To solve this problem face one of the hives southeast and the other southwest, this slight change of entrance allows a more definitive orientation on the hive location by the forager bees and should greatly decrease the drift between hives.
Drift can result in robbing if it occurs in great numbers if the hive of origin of the drifted bee accepts the errant bee back in to the hive and learns of the weakness of the other hive.
I notice a bee carrying pollin trying to get in so I let her in and before I can close up again she comes flying out and heads for my other hive, two seconds later she is back! Now I'm confused because I know they are robbing but why are there pollin carriers flying around? I read up and found that robbers don't carry pollin!
What you describe here is evidence of drift, the worker bee from a different hive with a load of pollen is allowed into a neighboring weaker hive, realizes its mistake and attempts to enter the hive it originated from but the original hive, having a stronger guard force repels any bee with a slightly different odor. The forger bee with the load of pollen picked up a little of pheromones of the hive it temporarily entered so was rejected from its own hive and therefore returned to the other hive.

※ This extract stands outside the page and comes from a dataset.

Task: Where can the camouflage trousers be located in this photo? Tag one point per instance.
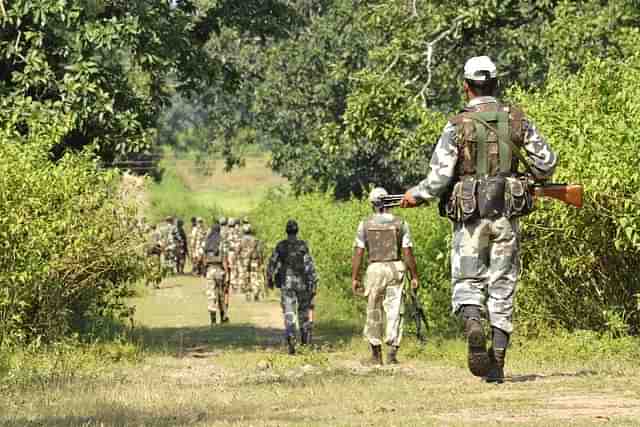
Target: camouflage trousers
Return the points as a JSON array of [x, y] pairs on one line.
[[256, 280], [169, 259], [154, 271], [383, 288], [216, 288], [485, 266], [295, 306], [234, 262]]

This could mean that the weaker hive is not yet being robbed and reducing the entrance size does not always prohibit a hive from being robbed, especially if it is already being robbed. The use of a robber screen at the entrance of the weaker hive will redirect the entrance confusing the robbing bees while forcing the weaker hive to more narrowly orient on the hive due to the barrier the screen creates, reduces drifting because the robber screen is a physical and visual barrier that differentiates the hives from each other.
Weaker hives will accept any forager bearing gifts of nectar, pollen, water, or propolis. They need the whatever extra comes their way and will accept any productive forager into their hive, the drift bee becomes a member of the hive to which it errantly entered.